Santa Fe Reporter
For The Boys
December 4, 1991
Bette Midler lays siege to a movie like a drunk busting up a birthday party. She bellows. She flaps her arms. She knocks over the punch bowl. Then, after accosting every guest, she insists on blowing out all the candles on the cake herself. Look at me! each gesture shouts. Still here!
So it goes in “For the Boys,” two and a half hours and some $40 million worth of pure Bettebomb which manages to trivialize the social history of three American wars while the
obstreperous Midler and her unlucky costar, James Caan, try to sing, joke and soft-shoe their way into our hearts.
If you’re looking for a primer on all the ways a movie can go wrong – makeup to mawkishness, script to sets – this is it. Rarely will you see such grave follies committed in the name of e n t e r t a i nme n t . .. or political commentary.

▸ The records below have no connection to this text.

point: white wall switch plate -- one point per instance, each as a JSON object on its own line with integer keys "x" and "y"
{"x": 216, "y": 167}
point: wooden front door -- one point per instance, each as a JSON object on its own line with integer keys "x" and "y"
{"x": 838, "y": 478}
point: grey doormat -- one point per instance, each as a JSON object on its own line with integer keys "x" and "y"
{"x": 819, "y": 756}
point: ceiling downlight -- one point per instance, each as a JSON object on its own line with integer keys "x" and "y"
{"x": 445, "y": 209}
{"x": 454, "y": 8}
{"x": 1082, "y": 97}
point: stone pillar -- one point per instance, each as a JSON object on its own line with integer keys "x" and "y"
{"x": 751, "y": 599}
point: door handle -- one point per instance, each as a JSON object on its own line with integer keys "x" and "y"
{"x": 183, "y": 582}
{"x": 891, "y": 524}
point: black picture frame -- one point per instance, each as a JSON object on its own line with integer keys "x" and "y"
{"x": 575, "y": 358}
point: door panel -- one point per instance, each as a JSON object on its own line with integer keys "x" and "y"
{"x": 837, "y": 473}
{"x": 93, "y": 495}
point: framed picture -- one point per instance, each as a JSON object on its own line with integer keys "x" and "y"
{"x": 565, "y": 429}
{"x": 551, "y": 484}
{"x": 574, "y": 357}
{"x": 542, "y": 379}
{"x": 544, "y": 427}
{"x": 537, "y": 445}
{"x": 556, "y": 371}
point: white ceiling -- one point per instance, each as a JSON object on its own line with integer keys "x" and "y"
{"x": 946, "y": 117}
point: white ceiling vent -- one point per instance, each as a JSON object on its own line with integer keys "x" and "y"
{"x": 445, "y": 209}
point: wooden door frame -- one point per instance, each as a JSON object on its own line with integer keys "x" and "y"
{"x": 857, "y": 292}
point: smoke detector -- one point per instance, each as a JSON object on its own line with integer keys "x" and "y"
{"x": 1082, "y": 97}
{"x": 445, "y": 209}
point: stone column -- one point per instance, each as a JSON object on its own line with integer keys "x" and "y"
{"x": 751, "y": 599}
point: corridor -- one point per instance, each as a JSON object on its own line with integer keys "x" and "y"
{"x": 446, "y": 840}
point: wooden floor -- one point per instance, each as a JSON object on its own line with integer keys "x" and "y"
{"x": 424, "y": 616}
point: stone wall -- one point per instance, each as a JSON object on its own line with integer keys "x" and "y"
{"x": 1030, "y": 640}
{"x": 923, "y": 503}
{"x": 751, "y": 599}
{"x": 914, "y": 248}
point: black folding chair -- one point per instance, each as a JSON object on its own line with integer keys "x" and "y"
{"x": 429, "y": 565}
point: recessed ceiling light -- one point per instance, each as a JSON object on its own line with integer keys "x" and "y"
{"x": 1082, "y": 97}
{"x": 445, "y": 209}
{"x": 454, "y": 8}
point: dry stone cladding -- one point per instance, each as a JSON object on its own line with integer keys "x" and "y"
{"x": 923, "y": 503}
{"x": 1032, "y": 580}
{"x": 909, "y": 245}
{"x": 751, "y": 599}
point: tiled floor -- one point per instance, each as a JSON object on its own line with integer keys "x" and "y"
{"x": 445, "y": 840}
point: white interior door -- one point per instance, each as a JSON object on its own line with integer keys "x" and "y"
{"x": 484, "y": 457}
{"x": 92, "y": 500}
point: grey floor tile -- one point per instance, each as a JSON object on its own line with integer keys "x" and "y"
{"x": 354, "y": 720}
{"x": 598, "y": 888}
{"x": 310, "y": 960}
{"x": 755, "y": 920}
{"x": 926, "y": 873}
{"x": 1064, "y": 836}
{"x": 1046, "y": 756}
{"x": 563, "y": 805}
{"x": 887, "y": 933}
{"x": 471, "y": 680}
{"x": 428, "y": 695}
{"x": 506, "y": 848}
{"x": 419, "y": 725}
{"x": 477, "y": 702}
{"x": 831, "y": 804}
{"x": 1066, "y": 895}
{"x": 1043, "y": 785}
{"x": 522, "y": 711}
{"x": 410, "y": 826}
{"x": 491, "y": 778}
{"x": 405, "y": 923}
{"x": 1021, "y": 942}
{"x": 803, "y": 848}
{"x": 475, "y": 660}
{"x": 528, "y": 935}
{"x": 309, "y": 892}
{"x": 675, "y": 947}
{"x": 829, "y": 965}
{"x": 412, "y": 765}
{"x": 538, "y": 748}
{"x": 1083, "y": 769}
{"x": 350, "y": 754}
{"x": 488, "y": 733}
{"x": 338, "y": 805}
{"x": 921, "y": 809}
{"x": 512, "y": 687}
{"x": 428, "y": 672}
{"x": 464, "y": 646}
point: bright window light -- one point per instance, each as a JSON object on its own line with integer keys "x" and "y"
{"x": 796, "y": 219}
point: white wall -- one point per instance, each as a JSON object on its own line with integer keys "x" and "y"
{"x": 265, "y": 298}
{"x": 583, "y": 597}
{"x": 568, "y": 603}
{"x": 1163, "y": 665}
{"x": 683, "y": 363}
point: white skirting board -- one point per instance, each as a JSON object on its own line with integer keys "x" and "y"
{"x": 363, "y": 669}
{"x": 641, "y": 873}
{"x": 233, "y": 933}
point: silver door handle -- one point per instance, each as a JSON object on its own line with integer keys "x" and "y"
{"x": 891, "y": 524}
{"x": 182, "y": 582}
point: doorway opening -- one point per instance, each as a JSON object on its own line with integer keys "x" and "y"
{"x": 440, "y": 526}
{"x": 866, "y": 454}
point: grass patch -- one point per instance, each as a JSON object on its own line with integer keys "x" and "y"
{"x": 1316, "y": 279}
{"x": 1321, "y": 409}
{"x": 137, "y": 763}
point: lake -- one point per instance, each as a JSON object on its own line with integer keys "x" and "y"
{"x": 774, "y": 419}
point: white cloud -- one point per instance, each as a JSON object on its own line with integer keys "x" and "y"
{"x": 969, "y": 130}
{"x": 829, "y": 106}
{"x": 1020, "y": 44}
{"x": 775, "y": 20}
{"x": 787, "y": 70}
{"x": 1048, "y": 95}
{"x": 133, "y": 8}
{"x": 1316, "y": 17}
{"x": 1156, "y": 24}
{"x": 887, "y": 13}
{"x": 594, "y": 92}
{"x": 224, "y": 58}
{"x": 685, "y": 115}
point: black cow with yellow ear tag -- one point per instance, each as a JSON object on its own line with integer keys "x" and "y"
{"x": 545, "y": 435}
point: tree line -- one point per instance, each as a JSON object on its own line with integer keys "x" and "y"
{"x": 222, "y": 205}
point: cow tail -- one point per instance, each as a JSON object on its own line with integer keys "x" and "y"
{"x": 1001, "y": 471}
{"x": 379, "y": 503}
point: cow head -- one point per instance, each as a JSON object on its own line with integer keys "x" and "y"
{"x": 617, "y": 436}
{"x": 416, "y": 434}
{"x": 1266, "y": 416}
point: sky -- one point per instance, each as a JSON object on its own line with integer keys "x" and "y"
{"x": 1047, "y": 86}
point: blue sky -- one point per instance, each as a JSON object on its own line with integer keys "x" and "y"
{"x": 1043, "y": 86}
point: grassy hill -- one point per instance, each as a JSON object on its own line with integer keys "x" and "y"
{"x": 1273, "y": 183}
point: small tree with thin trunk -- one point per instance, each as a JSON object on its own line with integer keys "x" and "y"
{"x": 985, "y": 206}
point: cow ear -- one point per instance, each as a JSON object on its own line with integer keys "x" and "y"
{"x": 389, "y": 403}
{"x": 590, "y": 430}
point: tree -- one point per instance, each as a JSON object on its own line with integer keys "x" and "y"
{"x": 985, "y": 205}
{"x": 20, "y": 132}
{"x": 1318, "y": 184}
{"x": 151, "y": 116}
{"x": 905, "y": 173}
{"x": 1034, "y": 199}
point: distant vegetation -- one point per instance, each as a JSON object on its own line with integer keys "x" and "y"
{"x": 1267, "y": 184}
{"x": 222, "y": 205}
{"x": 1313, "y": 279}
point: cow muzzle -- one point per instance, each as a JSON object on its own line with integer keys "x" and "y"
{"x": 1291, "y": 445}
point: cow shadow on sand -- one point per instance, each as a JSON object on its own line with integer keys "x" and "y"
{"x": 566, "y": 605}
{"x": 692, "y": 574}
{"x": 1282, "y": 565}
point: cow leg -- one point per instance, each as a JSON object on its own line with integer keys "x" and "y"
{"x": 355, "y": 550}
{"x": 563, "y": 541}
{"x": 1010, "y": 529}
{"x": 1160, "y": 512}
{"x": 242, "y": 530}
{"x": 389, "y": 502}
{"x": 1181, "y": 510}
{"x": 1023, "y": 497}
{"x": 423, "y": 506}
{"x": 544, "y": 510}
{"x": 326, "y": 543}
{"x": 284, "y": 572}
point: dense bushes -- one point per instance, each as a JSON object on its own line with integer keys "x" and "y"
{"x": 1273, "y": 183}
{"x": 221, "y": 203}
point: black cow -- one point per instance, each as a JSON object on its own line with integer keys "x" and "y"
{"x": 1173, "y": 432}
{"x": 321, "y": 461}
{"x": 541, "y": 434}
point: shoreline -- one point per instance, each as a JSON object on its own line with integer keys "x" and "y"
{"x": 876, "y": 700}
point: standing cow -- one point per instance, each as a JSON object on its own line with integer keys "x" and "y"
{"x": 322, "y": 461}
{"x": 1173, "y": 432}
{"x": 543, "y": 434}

Our heroes, Dixie Leonard and Eddie Sparks, are troupers of the show-must-go-on variety. They meet, suitably enough, in a bomber hanger in England, on the occasion of saucy, spunky, virtually unknown young Dixie’s Big Break: She’s been drafted to do a wartime USO tour with the great star Eddie, and she’s plenty nervous. But before he can recycle his usual’ crooner/one-liner shriek, she lights up the adoring GIs with a couple of dirty jokes, then flashes an expanse of plump, milky thigh and puts the boys away with a  steamy version of “P.S.: I Love You,” lit only by the flickering beams of three hundred Army Air Force flashlights. Predictably, Dixie steals the show from the egotistical headliner. He sneers under his pencil line mustache. He wants to fire her immediately.
But Caan lets the camera greedy Midler mug him so thoroughly all movie long that I began
hoping the Sonny-deep-within him would finally get ragged off and send Luca Brazzi after her.
Midler also produced this thing, and she’ll get what she deserves.